I would say that you are really caught up in books and publishing and that whole thing. Been there and done that and finally realized that writing books is too much like work so I don't do it anymore. The last two were about my birthplace and filled with "stuff" about the people who once lived there. The only thing exciting about it was finding out things like half the people in the village were related to each other in some way or another.

I quit counting books and magazines published after 30, 40, 50?

Thanks for your visit to my blog and for the comment there. I do my best to repay visits with visits and comments with comments. I like to be somebody you can count on.

Abraham Lincoln
Brookville, Ohio

Suzanne said...

I love going to your blog, Abraham, especially when you have gorgeous little bunny rabbits on show.
I do think that our life is made up of stages and we know when to move on though sometimes we wait a little too long before actually making that move. Even though feeling flat about writing at the moment for whatever reason, I am not ready to move on quite yet.

Suzanne

Bernita said...

Know what you mean.
Hurt makes us cautious of joy.

Suzanne said...

You got it in one, Bermita. They say adversity makes us stronger. I think it makes us more vulnerable. Our past pains are just below the surface ready to rear up at any relevant trigger.
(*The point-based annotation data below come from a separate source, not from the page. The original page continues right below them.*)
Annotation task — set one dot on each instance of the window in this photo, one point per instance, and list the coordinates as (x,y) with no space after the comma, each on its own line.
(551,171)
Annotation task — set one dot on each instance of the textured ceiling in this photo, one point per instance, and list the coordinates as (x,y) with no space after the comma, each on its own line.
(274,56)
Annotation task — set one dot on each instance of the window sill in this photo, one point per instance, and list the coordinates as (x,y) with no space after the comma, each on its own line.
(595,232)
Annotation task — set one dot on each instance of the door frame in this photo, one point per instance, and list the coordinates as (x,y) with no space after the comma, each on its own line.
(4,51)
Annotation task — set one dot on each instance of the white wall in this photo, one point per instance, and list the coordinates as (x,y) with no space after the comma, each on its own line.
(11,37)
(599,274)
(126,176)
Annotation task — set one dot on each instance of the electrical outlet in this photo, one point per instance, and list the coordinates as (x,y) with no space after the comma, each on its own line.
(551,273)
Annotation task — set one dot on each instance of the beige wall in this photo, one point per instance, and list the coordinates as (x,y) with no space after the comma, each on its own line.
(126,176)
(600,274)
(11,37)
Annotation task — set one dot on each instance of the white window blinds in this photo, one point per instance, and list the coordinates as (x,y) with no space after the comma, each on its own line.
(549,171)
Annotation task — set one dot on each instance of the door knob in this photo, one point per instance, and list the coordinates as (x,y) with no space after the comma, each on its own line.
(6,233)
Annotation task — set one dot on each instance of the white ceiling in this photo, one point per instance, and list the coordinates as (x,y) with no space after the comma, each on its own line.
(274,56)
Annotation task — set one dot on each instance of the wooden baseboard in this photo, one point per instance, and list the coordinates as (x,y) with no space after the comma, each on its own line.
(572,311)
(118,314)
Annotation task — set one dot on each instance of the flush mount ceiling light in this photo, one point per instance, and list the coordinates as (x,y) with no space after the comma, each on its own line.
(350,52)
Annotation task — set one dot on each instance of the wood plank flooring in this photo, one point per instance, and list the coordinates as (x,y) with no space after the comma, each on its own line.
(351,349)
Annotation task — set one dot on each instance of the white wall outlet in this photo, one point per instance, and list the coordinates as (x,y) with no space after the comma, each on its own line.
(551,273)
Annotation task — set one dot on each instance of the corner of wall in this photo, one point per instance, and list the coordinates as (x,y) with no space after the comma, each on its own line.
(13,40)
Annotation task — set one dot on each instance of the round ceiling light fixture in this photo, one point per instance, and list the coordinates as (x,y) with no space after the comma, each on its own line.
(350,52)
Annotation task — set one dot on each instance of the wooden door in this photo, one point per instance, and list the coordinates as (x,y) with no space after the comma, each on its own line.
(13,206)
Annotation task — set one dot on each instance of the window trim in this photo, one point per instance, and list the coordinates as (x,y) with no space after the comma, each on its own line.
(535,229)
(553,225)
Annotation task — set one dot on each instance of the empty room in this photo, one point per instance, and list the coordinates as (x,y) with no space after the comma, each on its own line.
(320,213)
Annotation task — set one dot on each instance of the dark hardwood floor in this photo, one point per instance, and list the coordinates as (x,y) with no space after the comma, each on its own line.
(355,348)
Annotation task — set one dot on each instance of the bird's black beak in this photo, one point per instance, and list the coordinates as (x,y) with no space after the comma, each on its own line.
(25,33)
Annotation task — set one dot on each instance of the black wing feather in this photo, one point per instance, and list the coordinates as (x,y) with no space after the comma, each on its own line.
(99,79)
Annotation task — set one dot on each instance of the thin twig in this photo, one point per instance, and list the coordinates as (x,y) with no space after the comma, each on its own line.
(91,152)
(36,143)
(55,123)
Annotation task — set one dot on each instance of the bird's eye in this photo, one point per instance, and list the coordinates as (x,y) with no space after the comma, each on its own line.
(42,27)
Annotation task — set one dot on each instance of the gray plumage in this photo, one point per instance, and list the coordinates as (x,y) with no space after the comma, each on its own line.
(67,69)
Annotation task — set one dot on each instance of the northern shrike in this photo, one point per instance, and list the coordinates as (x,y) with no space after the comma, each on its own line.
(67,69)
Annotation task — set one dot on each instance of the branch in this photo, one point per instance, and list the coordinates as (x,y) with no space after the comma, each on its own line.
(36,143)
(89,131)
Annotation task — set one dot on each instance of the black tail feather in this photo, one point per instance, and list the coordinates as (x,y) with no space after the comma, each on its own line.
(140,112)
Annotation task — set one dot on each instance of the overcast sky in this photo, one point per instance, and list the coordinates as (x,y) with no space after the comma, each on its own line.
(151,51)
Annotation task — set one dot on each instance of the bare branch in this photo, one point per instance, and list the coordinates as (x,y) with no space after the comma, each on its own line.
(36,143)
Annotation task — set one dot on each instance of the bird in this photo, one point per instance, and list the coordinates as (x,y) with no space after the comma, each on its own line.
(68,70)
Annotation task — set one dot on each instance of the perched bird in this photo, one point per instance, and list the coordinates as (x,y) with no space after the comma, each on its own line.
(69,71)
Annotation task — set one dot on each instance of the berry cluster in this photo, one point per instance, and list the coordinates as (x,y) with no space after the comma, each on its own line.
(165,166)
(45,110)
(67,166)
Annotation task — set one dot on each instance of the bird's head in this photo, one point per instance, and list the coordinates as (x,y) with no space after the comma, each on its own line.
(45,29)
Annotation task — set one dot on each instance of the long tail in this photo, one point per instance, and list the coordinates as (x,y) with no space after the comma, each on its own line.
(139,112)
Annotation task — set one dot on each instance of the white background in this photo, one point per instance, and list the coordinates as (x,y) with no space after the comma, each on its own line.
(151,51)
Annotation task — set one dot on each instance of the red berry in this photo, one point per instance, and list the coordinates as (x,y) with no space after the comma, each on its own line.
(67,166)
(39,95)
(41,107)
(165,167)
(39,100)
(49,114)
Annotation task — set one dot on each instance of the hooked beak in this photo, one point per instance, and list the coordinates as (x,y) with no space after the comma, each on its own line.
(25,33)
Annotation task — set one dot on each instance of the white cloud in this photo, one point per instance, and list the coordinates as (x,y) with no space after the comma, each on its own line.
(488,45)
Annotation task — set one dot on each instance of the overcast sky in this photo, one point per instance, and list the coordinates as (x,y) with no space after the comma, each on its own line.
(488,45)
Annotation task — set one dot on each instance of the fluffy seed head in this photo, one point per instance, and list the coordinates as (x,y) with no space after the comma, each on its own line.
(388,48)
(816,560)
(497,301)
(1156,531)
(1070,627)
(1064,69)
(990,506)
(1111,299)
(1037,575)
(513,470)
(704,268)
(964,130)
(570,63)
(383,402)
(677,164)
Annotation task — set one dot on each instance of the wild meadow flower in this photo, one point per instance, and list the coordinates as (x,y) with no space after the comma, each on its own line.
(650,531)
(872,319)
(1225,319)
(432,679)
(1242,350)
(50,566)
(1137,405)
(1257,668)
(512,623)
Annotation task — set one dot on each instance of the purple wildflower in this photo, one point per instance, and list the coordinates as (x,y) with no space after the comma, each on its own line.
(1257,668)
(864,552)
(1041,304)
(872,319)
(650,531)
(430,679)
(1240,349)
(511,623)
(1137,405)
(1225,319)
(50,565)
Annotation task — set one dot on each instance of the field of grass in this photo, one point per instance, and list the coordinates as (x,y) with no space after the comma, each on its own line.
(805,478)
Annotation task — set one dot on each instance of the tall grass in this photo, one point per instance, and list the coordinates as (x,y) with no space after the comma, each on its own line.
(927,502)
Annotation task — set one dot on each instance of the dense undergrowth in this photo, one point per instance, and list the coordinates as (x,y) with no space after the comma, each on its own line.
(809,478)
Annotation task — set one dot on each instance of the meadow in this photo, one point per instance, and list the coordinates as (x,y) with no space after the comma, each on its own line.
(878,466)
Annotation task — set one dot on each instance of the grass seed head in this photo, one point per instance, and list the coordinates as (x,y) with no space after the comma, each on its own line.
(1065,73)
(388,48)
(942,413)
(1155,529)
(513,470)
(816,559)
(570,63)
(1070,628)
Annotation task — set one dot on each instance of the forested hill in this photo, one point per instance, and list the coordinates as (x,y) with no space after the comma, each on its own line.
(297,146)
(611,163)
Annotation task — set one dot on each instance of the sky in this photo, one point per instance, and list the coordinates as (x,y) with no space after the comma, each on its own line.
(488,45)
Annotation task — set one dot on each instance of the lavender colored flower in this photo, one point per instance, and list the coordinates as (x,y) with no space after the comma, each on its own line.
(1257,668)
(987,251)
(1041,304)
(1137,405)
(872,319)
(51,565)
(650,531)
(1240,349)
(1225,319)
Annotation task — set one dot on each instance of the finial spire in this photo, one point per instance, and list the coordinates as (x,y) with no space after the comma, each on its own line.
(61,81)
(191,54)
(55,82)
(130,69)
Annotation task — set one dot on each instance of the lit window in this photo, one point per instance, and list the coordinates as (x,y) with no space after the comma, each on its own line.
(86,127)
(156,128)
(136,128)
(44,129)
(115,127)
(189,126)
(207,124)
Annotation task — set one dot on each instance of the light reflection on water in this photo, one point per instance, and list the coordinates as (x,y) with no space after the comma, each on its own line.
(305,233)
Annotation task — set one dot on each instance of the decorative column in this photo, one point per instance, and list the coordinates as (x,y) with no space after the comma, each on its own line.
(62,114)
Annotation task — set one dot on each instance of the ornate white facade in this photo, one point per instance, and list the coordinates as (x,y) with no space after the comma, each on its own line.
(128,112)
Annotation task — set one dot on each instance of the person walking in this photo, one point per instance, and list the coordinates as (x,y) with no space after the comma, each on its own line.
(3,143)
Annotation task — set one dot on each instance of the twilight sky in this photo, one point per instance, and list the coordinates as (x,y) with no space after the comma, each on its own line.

It's almost as if our body cells hold the memory of pain and certain events or sometimes just certain words or a song can activate those cells sending the same emotions through us. That's why the young can be so carefree - they have few cell memories.

Suzanne

Nature Nut /JJ Loch said...

Suzanne, my editor said today I am delightful to work with so that has eased my nerves. :D WOOT!!!

Can't wait until we are in the routine of cp-ing our stories again. I think I need that.

Hugs, JJ

Suzanne said...

Nancy, she got that right - you are a delight to work with as I know as your cp. I have a story brewing so you mightn't have to wait too long to start editing again.

Suzanne

Martin MY said...

Not a happy puppy then. Onlyh you can do something about it. Many don't!

Life goes aroudn in circles and yhour time will come again but waiting for it won't do the trick, you have to make things happen for the crrcle to come around again.

Work on it but please keep the blogs coming, you obviously have a talent and beign published is testiment to that.

:):):)

Suzanne said...

Thank you, Martin, for your encouragement. I will definitely keep blogging. And you're right that life is a series of cycles - through the good and the bad.